本研究設計一種新型波長可調變的LED光學引擎，用來改善傳統光生物反應器(photobioreactors, PBRs)所使用的單一波長光源。
此波長可調之光學引擎包含了R、G、B三原色及白光的LED光源、耦合透鏡和光纖。其中，耦合透鏡的設計是使用配光曲線映射法(LIDC Mapping)。配光曲線映射法可以利用光源與目標面的配光曲線之間角度映射來簡化傳統設計透鏡所需的計算式。所設計出的耦合透鏡，可以用來增加光源和光纖入口之間的耦合效率。一般而言，由於微藻對於溫度變化很敏感，而光源產生出的熱能會影響微藻的生長，所以需要另外提供空調維持環境溫度。因此，本研究設計並製作出可擺放在室外的光波長可調變之光學引擎，利用耦合透鏡使光線聚集進入光導中，並藉由光導傳遞到光生物反應器(PBRs)來培養微藻。
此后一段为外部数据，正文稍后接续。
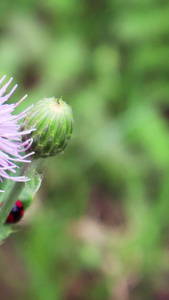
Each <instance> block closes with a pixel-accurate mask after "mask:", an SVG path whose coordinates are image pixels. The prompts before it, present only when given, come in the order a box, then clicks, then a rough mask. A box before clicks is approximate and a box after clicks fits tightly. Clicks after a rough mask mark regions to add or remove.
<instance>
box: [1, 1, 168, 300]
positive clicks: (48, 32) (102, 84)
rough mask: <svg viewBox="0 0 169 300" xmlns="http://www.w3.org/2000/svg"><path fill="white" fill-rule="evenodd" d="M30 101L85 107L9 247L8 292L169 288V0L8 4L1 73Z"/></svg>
mask: <svg viewBox="0 0 169 300" xmlns="http://www.w3.org/2000/svg"><path fill="white" fill-rule="evenodd" d="M4 74H7V76H8V78H10V77H11V76H13V77H14V81H13V82H14V83H19V87H18V89H17V91H16V92H15V94H14V95H13V96H12V97H11V101H12V102H15V101H16V102H17V101H18V100H19V99H20V98H21V97H22V96H23V95H24V94H25V93H28V95H29V97H28V98H27V100H25V102H24V103H22V105H20V107H19V108H18V112H19V111H20V110H23V109H24V108H26V107H28V106H29V105H30V104H32V103H36V101H38V100H39V99H42V98H44V97H46V96H47V97H52V96H55V97H61V96H63V99H65V100H66V101H67V102H68V103H69V104H70V105H71V106H72V107H73V111H74V119H75V126H74V137H73V139H72V141H71V142H70V143H69V144H68V146H67V148H66V150H65V153H64V155H57V156H56V157H54V158H50V159H49V160H48V161H47V163H46V166H45V172H44V180H43V184H42V187H41V189H40V191H39V192H38V194H37V197H36V199H35V201H34V203H33V204H32V206H31V208H30V209H29V210H28V211H27V212H26V214H25V217H24V219H23V221H22V222H20V224H18V225H17V226H15V228H14V230H15V232H14V233H13V234H12V235H11V236H10V237H9V238H8V239H7V240H6V241H5V242H4V243H3V245H1V248H0V270H1V271H0V299H5V300H11V299H13V300H15V299H17V300H18V299H24V300H30V299H36V300H46V299H49V300H57V299H58V300H146V299H147V300H151V299H155V300H168V299H169V286H168V282H169V251H168V250H169V235H168V229H169V3H168V2H167V1H165V0H137V1H134V0H97V1H96V0H93V1H90V0H71V1H70V0H57V1H55V0H47V1H43V0H38V1H33V0H29V1H28V0H24V1H20V0H16V1H13V2H12V1H9V0H7V1H1V3H0V75H4Z"/></svg>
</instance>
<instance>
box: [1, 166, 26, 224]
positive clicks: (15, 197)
mask: <svg viewBox="0 0 169 300" xmlns="http://www.w3.org/2000/svg"><path fill="white" fill-rule="evenodd" d="M28 167H29V165H28V164H23V165H22V168H21V172H20V175H21V176H22V175H24V174H25V172H26V170H27V168H28ZM24 185H25V182H15V183H14V185H13V187H12V189H11V191H10V193H9V195H8V197H7V199H6V200H5V202H4V204H3V206H2V208H1V210H0V230H1V228H2V226H3V225H4V223H5V221H6V219H7V217H8V215H9V213H10V211H11V210H12V208H13V206H14V204H15V202H16V200H17V199H18V196H19V195H20V193H21V191H22V189H23V188H24Z"/></svg>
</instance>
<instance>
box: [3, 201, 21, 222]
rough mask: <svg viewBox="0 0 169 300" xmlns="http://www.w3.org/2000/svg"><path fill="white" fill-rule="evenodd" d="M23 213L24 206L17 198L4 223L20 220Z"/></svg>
mask: <svg viewBox="0 0 169 300" xmlns="http://www.w3.org/2000/svg"><path fill="white" fill-rule="evenodd" d="M23 215H24V207H23V204H22V202H21V201H19V200H17V201H16V202H15V204H14V207H13V208H12V210H11V212H10V214H9V215H8V217H7V219H6V222H5V223H6V224H13V223H17V222H19V221H20V219H21V218H22V217H23Z"/></svg>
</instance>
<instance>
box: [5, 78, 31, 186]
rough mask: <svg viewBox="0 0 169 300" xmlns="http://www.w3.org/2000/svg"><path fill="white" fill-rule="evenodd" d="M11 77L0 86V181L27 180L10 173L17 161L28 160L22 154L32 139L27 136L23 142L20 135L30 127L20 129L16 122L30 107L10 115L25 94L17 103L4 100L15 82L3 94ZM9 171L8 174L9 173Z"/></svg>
mask: <svg viewBox="0 0 169 300" xmlns="http://www.w3.org/2000/svg"><path fill="white" fill-rule="evenodd" d="M5 78H6V76H4V77H2V78H1V79H0V85H1V84H2V82H3V81H4V79H5ZM11 81H12V78H11V79H10V80H9V81H8V82H7V83H6V84H5V85H4V86H3V87H2V88H0V181H3V178H6V179H11V180H14V181H27V180H29V178H28V177H25V176H12V175H11V173H16V169H17V168H19V166H18V165H17V164H16V163H17V162H21V163H25V162H30V160H29V159H27V158H28V157H29V156H30V155H32V154H33V152H32V153H29V154H27V155H22V153H23V152H25V151H26V150H27V149H28V148H29V147H30V146H31V144H32V139H31V138H29V139H27V140H25V141H24V142H23V139H22V136H24V135H25V134H28V133H31V132H32V129H29V130H28V131H21V127H20V125H19V123H18V121H19V120H21V119H22V118H24V117H25V116H26V112H27V111H28V110H29V109H30V108H31V107H29V108H28V109H26V110H24V111H23V112H21V113H20V114H18V115H12V113H13V111H14V110H15V108H16V106H18V105H19V104H20V103H21V101H23V100H24V99H25V98H26V97H27V95H25V96H24V97H23V98H22V99H21V100H20V101H19V102H18V103H16V104H14V103H13V104H6V103H5V102H6V101H7V100H8V99H9V98H10V96H11V95H12V94H13V92H14V91H15V89H16V88H17V84H16V85H15V86H14V87H13V89H12V90H11V91H10V92H9V93H8V94H7V95H5V96H4V93H5V92H6V89H7V88H8V86H9V85H10V83H11ZM9 172H10V174H9Z"/></svg>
由實驗證實，在單位時間內，使用波長可調變LED光學引擎養殖，其微藻生物質量是使用LED白光組的1.66倍。因此，波長可調變LED光學引擎能提供任意微藻的理想光譜，使微藻在單位時間內的生物質量將能大幅增加。

The thesis present a novel full wavelength modulation LED (FWM-LED) light engine to improve traditional photobioreactors(PBRs) of single wavelength.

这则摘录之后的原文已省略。